Amodei a été particulièrement vocal concernant les risques posés par l’IA. Notamment, il a quitté OpenAI parce qu’il craignait que le laboratoire ne prenne pas les inconvénients de l’IA au sérieux. Ses déclarations ont souvent fait la une des journaux :

  • “Le PDG d’Anthropic, Dario Amodei, prédit que la moitié de tous les emplois de bureau de niveau d’entrée disparaîtront”
  • “Le PDG d’Anthropic reconnaît les risques d’un investissement massif dans l’IA”
  • “Amodei sur l’IA : ‘Il y a 25 % de chances que les choses se passent très mal’”

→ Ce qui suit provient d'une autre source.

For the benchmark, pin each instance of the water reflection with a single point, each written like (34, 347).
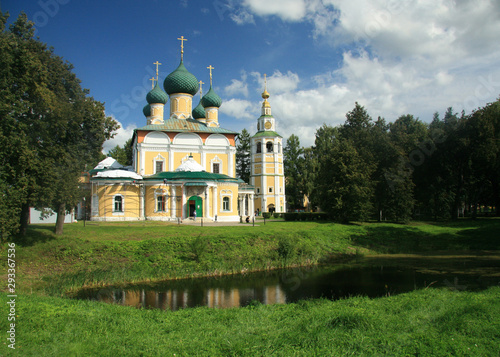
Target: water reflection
(181, 298)
(292, 285)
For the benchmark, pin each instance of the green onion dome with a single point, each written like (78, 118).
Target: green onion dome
(156, 95)
(147, 110)
(199, 111)
(181, 81)
(211, 99)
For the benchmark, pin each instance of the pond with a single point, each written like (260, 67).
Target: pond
(371, 276)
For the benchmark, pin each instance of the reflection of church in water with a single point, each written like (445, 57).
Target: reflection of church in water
(184, 162)
(175, 299)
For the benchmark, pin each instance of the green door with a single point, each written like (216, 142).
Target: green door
(195, 203)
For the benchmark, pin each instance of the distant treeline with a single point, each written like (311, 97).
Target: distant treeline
(366, 169)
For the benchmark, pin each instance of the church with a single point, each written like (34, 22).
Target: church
(184, 162)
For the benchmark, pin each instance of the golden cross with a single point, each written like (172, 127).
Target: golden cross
(201, 90)
(157, 64)
(182, 39)
(210, 68)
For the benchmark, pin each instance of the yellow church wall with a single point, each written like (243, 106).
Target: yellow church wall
(178, 156)
(149, 164)
(223, 158)
(130, 201)
(230, 191)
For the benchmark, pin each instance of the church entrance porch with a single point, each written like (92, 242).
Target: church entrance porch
(195, 204)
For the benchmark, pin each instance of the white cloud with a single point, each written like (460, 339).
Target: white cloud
(238, 86)
(242, 17)
(278, 82)
(289, 10)
(240, 109)
(399, 57)
(122, 135)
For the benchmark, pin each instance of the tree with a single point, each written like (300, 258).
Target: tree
(55, 127)
(243, 149)
(344, 179)
(293, 165)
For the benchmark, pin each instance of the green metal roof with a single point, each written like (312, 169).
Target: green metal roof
(191, 176)
(156, 95)
(185, 125)
(181, 81)
(264, 133)
(211, 99)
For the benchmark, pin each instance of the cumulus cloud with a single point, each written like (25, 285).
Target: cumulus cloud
(289, 10)
(399, 57)
(278, 82)
(122, 135)
(238, 86)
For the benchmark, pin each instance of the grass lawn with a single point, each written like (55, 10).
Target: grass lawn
(420, 323)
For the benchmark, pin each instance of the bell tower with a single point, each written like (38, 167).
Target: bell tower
(267, 172)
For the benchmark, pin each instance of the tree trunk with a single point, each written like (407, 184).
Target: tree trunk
(61, 213)
(24, 219)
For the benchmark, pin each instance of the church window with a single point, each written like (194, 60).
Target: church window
(159, 166)
(225, 204)
(118, 204)
(160, 204)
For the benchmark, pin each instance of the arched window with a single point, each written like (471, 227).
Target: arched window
(118, 204)
(160, 204)
(225, 204)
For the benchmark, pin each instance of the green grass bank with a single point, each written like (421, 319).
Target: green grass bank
(119, 253)
(422, 323)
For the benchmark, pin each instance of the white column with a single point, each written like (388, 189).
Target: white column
(214, 204)
(183, 203)
(171, 160)
(251, 206)
(240, 204)
(173, 202)
(143, 162)
(207, 206)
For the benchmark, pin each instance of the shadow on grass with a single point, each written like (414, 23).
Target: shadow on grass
(36, 234)
(475, 235)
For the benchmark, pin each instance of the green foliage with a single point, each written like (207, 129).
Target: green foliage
(49, 126)
(293, 163)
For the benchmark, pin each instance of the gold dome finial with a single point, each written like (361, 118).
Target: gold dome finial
(201, 89)
(182, 39)
(265, 94)
(157, 64)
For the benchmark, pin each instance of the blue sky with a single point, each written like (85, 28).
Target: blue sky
(321, 56)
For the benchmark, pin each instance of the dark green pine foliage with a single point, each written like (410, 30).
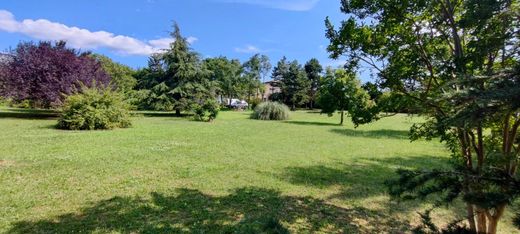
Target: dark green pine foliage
(458, 61)
(255, 70)
(186, 76)
(228, 75)
(175, 79)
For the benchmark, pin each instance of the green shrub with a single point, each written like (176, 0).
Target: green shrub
(206, 112)
(271, 111)
(94, 109)
(253, 103)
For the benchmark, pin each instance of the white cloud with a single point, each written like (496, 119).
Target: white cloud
(43, 29)
(249, 49)
(290, 5)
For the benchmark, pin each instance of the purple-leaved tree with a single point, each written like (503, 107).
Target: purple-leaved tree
(46, 72)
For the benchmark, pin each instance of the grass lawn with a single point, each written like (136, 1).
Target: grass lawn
(170, 174)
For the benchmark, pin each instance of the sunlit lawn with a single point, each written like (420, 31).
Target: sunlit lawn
(170, 174)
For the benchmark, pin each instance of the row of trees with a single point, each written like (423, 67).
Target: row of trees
(458, 64)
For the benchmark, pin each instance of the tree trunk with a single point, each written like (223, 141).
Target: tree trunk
(471, 217)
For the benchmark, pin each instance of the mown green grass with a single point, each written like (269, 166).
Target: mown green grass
(170, 174)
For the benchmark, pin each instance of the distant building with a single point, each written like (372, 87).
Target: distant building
(270, 88)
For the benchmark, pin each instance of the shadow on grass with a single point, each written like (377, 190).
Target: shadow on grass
(361, 179)
(306, 123)
(246, 210)
(28, 113)
(383, 133)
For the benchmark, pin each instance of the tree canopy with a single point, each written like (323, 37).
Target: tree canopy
(341, 91)
(455, 60)
(45, 73)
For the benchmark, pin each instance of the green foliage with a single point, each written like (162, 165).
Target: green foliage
(341, 91)
(313, 69)
(271, 111)
(206, 112)
(294, 84)
(456, 60)
(122, 76)
(94, 109)
(253, 103)
(254, 71)
(227, 74)
(175, 79)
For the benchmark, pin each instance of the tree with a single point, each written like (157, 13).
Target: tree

Anthropic n’est pas une entreprise d’IA comme les autres. Ils semblent s’imposer des normes différentes et avoir des objectifs distincts des autres laboratoires. Ils déclarent :

“Anthropic occupe une position particulière dans le paysage de l’IA : nous croyons que l’IA pourrait être l’une des technologies les plus révolutionnaires et potentiellement dangereuses de l’histoire humaine, pourtant nous développons cette même technologie. Nous ne pensons pas que cela soit une contradiction ; plutôt, c’est un pari calculé de notre part.”

Principes de gouvernance de l’IA

Amodei articule plusieurs principes directeurs qui devraient orienter la politique de l’IA :

Approche fondée sur des évidences

Les risques de l’IA doivent être discutés et gouvernés de manière réaliste et pragmatique. Amodei souligne que les discussions sur la politique de l’IA ont souvent oscillé entre une focalisation excessive sur les risques et une célébration des bénéfices potentiels, sans se baser sur des faits concrets.

Humilité et reconnaissance de l’incertitude

Amodei exhorte à reconnaître l’incertitude. Aucune prédiction sur l’avenir ne peut être faite avec une certitude absolue, et il est crucial de planifier en tenant compte de cette réalité.

Soutien à l’innovation et éviter de nuire aux petits acteurs

Amodei met l’accent sur le fait que les réglementations devraient réduire les obstacles pour les entreprises d’IA plus petites, tout en protégeant l’innovation. Il soutient que des lois comme le SB 53 et le RAISE Act visent à protéger ces petites entreprises des fardeaux réglementaires excessifs.

Intervention chirurgicale et disciplinaire

Amodei conseille d’intervenir de manière chirurgicale. L’intervention gouvernementale devrait se limiter aux cas d’échec du marché, où des actions collectives sont nécessaires.

Éviter le “doomérisme”

Amodei demande à éviter le doomérisme, qui consiste à penser que la catastrophe est inévitable. Cela a conduit à des actions extrêmes sans preuves suffisantes pour les justifier.

Conclusion

Pour gérer l’adolescence de l’IA comme des adultes, il est essentiel d’éviter de regrouper tous les outils d’IA de manière indiscriminée. L’appel d’Amodei à une approche fondée sur des preuves est un nécessaire contrepoids à la législation basée sur des impressions.

La véritable gouvernance “adulte” exige le courage de prioriser l’innovation sans permission pour la majorité des applications d’IA, garantissant que l’intervention réglementaire ne soit réservée qu’aux risques avérés.